Can you give us one good reason why you don’t want to come any more? one of the grey-suited men asked him in the town hall. We’d also rather we didn’t have to drag you in here. We’d much prefer to visit you at a location of your choice. Can you suggest a location?
Because I walk around the factory as if I had an infectious disease, said W. No, there’s no place in this town to meet unseen, all eyes are always on you here. . no, it’d have to be somewhere underground.
You’re right, these small towns are just awful, said the other. Do you want us to find you a new job? What do you mean by somewhere underground, anyway. . do you know a place like that?
No, said W., no, actually I’m very happy with my job at the factory!
What do you want to do, then?
I won’t come to you in the town hall any more. . and I’ll tell my colleagues about the whole thing!
The gentleman in the grey suit grinned: I wouldn’t do that. . I’m advising you from experience. . deconspiration is no picnic, it takes a lot of tenacity. And you have to be prepared to give up everything. . and then suddenly you’ve got the enemies you only thought you had before. And as a writer you can’t give up everything. . you need a typewriter, stamps, you need contacts. .
His relationship with his mother was becoming increasingly fraught as well. At first he put it down to the close quarters they shared. There was too little space for his writing attempts, so he’d got into the habit of waiting until she went to bed, content to devote himself to his writing for an hour or two until fatigue overtook him as well. Now he suddenly felt hemmed in for some reason and began to extend his sessions into the morning hours — which meant that on the early shift he was rarely able to get up in time and no longer arrived punctually at the factory. But he wrote more often in the afternoons as well, obstructing the kitchen and reacting with increasing rudeness to his mother’s presence or her mere appearance at the door. More and more often she found him asleep at the table before dinner; when she set down the plates he woke in a foul mood and lashed out at her. Usually their fights ended with him threatening to find himself another flat.
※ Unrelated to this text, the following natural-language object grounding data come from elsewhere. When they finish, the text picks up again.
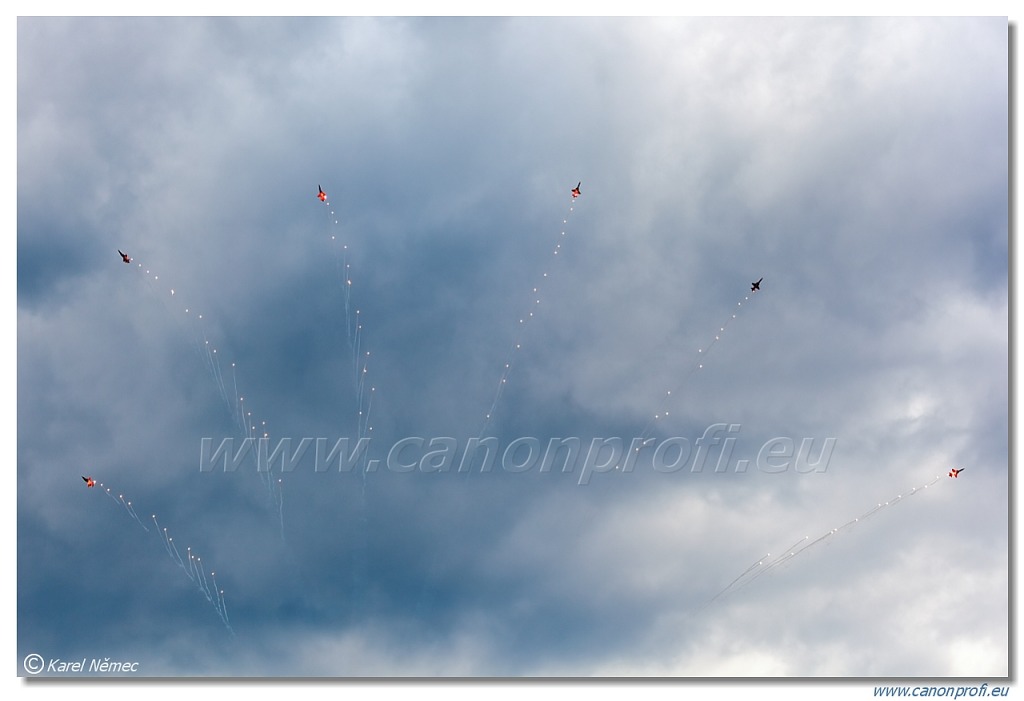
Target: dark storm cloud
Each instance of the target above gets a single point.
(858, 165)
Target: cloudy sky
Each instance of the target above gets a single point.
(858, 166)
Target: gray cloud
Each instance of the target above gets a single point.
(859, 166)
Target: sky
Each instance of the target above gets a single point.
(788, 512)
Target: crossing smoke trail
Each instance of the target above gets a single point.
(192, 564)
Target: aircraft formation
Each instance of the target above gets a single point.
(215, 596)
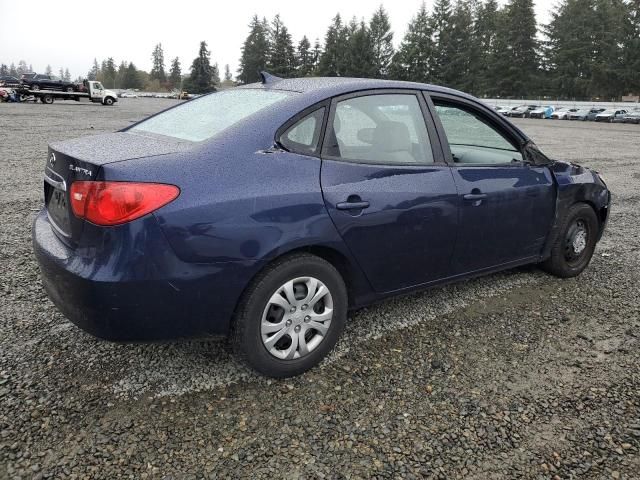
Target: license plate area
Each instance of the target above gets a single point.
(58, 208)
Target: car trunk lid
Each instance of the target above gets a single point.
(81, 160)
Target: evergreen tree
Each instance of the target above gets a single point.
(282, 60)
(132, 78)
(202, 78)
(157, 70)
(458, 69)
(360, 52)
(412, 61)
(631, 54)
(304, 58)
(317, 52)
(517, 46)
(175, 74)
(22, 67)
(441, 26)
(609, 37)
(255, 52)
(215, 75)
(122, 73)
(569, 48)
(485, 27)
(382, 42)
(333, 59)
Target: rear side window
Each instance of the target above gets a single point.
(472, 138)
(204, 117)
(304, 135)
(379, 128)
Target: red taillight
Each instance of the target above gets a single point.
(113, 203)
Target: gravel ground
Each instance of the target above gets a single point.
(515, 375)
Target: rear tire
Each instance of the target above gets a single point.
(575, 242)
(291, 316)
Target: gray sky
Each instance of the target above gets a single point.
(72, 34)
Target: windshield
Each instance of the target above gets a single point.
(206, 116)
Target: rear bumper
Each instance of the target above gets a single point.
(136, 289)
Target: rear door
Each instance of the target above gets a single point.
(506, 204)
(387, 189)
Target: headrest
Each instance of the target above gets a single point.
(392, 137)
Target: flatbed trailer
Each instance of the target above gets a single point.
(96, 93)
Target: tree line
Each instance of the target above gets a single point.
(589, 49)
(203, 76)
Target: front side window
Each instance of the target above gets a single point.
(304, 135)
(204, 117)
(472, 139)
(386, 129)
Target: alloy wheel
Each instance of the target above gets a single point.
(296, 318)
(576, 241)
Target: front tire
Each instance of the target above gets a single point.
(575, 242)
(291, 316)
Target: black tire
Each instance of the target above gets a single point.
(246, 333)
(565, 261)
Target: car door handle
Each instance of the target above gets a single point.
(472, 197)
(352, 205)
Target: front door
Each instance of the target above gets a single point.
(506, 204)
(388, 192)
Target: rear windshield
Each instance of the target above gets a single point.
(204, 117)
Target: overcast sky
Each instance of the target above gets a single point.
(71, 34)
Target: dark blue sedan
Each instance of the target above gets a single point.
(267, 212)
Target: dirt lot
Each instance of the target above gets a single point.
(516, 375)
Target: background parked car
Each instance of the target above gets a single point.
(562, 113)
(585, 114)
(610, 115)
(48, 82)
(523, 111)
(632, 116)
(9, 81)
(542, 112)
(504, 110)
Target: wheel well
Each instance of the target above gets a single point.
(338, 260)
(601, 214)
(334, 257)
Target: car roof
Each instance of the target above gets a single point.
(313, 90)
(333, 86)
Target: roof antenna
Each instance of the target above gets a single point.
(266, 77)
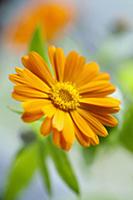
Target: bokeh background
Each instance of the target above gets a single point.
(102, 30)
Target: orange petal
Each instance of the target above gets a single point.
(95, 124)
(95, 87)
(51, 53)
(83, 139)
(34, 105)
(35, 63)
(106, 119)
(31, 116)
(107, 102)
(56, 137)
(59, 63)
(70, 65)
(68, 130)
(90, 70)
(32, 80)
(49, 109)
(29, 92)
(102, 76)
(83, 126)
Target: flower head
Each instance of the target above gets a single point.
(51, 17)
(75, 100)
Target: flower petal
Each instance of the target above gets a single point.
(73, 66)
(83, 139)
(35, 105)
(31, 79)
(107, 102)
(49, 109)
(68, 130)
(59, 63)
(83, 126)
(95, 125)
(90, 70)
(35, 63)
(31, 116)
(95, 87)
(29, 93)
(106, 119)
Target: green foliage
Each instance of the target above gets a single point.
(21, 172)
(125, 76)
(42, 162)
(37, 44)
(15, 110)
(126, 134)
(33, 156)
(64, 167)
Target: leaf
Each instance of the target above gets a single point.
(63, 167)
(14, 110)
(37, 44)
(21, 172)
(126, 133)
(42, 155)
(89, 154)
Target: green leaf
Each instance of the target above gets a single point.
(21, 172)
(42, 162)
(89, 154)
(126, 134)
(63, 167)
(14, 110)
(37, 44)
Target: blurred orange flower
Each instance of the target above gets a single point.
(52, 18)
(75, 101)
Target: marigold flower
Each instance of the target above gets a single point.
(75, 100)
(52, 18)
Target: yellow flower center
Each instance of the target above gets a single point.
(65, 96)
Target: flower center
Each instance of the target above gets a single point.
(65, 96)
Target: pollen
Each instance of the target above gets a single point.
(65, 96)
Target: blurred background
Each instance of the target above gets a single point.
(101, 30)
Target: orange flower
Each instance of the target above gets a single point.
(52, 17)
(75, 100)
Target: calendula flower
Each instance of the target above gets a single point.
(75, 100)
(51, 17)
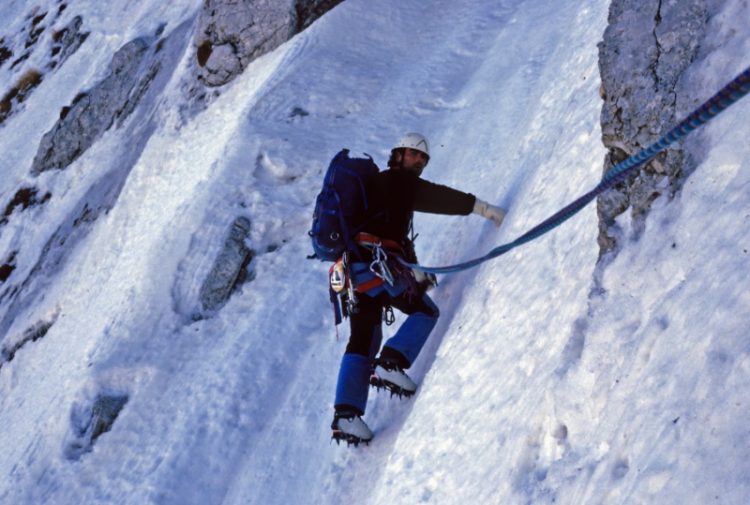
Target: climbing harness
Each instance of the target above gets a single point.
(727, 96)
(379, 265)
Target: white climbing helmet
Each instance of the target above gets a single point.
(415, 141)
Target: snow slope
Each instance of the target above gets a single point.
(547, 379)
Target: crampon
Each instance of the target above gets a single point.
(394, 389)
(339, 436)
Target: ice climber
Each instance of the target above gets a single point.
(379, 282)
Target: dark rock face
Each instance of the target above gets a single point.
(646, 49)
(232, 33)
(93, 112)
(229, 269)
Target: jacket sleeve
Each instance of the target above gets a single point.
(439, 199)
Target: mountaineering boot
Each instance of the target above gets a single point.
(350, 427)
(389, 375)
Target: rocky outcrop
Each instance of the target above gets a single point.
(229, 269)
(92, 113)
(232, 33)
(646, 49)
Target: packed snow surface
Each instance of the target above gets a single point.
(547, 379)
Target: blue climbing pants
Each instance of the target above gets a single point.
(367, 335)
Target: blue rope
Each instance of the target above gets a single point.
(727, 96)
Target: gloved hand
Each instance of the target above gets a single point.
(484, 209)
His mother, a quiet, unassuming woman, was alarmed, but expressed with no trace of gratification her fear that he’d have trouble finding a suitable flat. — I’ll get help finding a flat, he said. I have support! — They had never spoken about his writing attempts. With characteristic self-effacement, the old woman — who firmly believed that she would never understand a thing her son did — had transformed herself into a silent shadow whenever she found him in what had long become his typical pose, bent over his notebooks, which seemed to absorb him entirely. . and now he claimed it was her silent scurrying that bothered him the most, in fact it was practically orchestrated to bother him — her constant, cautious, reticent circling of his person was an unconscious orchestration and the expression of her doubts about the necessity of his writing. She stopped making dinner and disappeared into the next room; of course she hadn’t understood a word of what he’d said. And a short while later he understood himself no better than she; all he knew was that he’d become capable of this kind of carping only in the past few weeks.